To start, some Australians actually make less than the adult minimum wage. The country allows lower pay for teenagers, and the labor deal McDonald's struck with its employees currently pays 16-year-olds roughly US$8-an-hour, not altogether different from what they'd make in the states. In an email, Greg Bamber, a professor at Australia's Monash University who has studied labor relations in the country's fast food industry, told me that as a result, McDonald's relies heavily on young workers in Australia. It's a specific quirk of the country's wage system. But it goes to show that even in generally high-pay countries, restaurants try to save on labor where they can.
It's also possible that McDonald's keeps its prices down overseas by squeezing more productivity out of its workers. Researchers studying the impact of minimum wage increases on American fast food chains in the Deep South have found that while restaurants mostly cope by their raising prices, they also respond by handing their employees more responsibility. It stands to reason that in places like Europe and Australia, managers have found ways to get more mileage out of their staff as well.
Or if not, they've at least managed to replace a few of them with computers. As Michael Schaefer, an analyst with Euromonitor International, told me, fast food franchises in Europe have been some of the earliest adopters of touchscreen kiosks that let customers order without a cashier. As always, the peril of making employees more expensive is that machines become cheaper in comparison.

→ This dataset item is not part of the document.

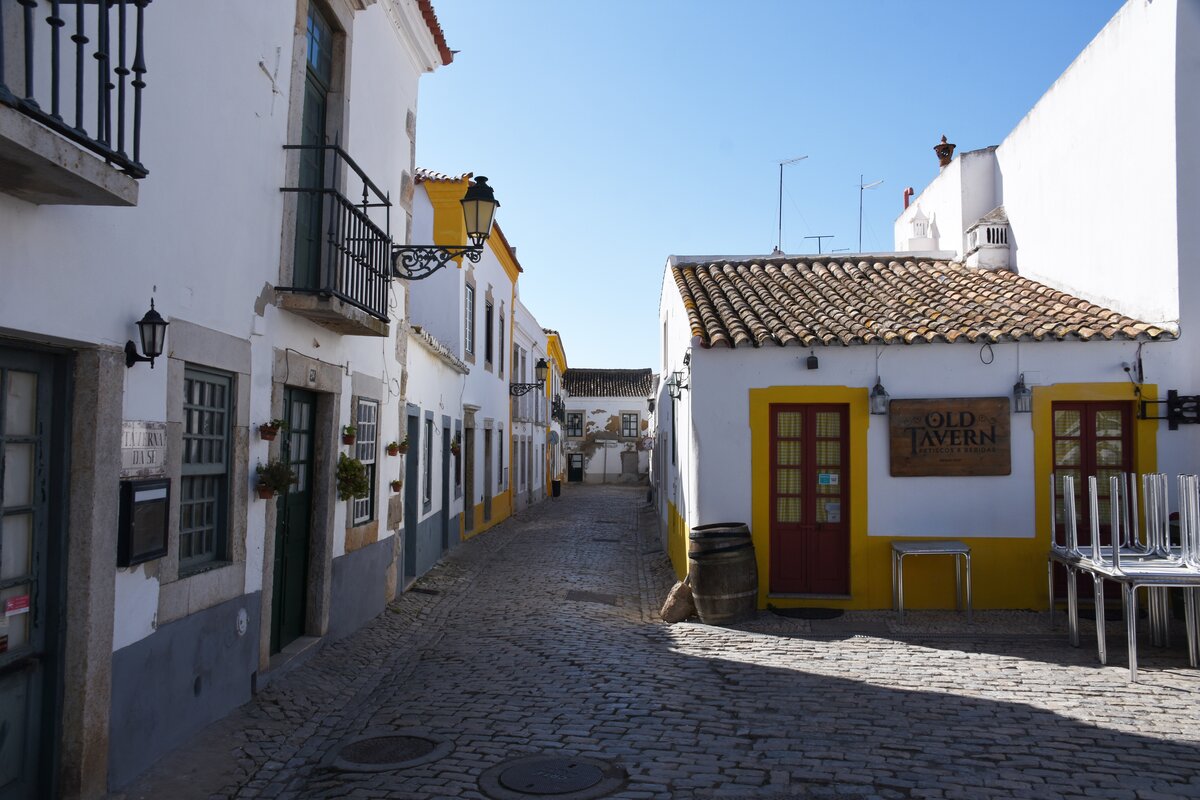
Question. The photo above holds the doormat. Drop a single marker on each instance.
(808, 613)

Finally, McDonald's has also helped its bottom line abroad by experimenting with higher margin menu items while trying to court more affluent customers. Way back in 1993, for instance, Australia became home to the first McCafe coffee shops, which sell highly profitable espresso drinks. During the last decade, meanwhile, the company gave its European restaurants a designer make-over and began offering more localized menus meant to draw a higher spending crowd.
So if President Obama waved a magic wand tomorrow and raised the minimum wage to $10 or $15, does this all mean that U.S. fast food chains would be able to cope? "Were that to happen overnight, it would be a hugely traumatic process," Schaefer told me. After all, virtually every fast food franchise in the country would have to rethink its business model as their profits evaporated. But as the international market shows, the models are out there. It would certainly mean more expensive burgers. It would almost definitely mean fewer workers, as restaurants found ways to streamline their staffs, either through better management or technology. And it might mean fewer chains catering to the bottom of the market.
But in some people's eyes, it might also be worth it.
* Ron Paul, president of the food industry consulting firm Technomic, told me that as a rule of thumb fast food franchises assume labor will make up 30-to-35 percent of their expenses. As Columbia Journalism Review's Ryan Chittum noted last week, McDonald' s reports that worker pay makes up about 30 percent of expenses at its corporate-owned restaurants. He also dug up a handy chart from Janney Capital Markets, which estimates that labor makes up 26 percent of all expenses for an average McDonald's franchisee.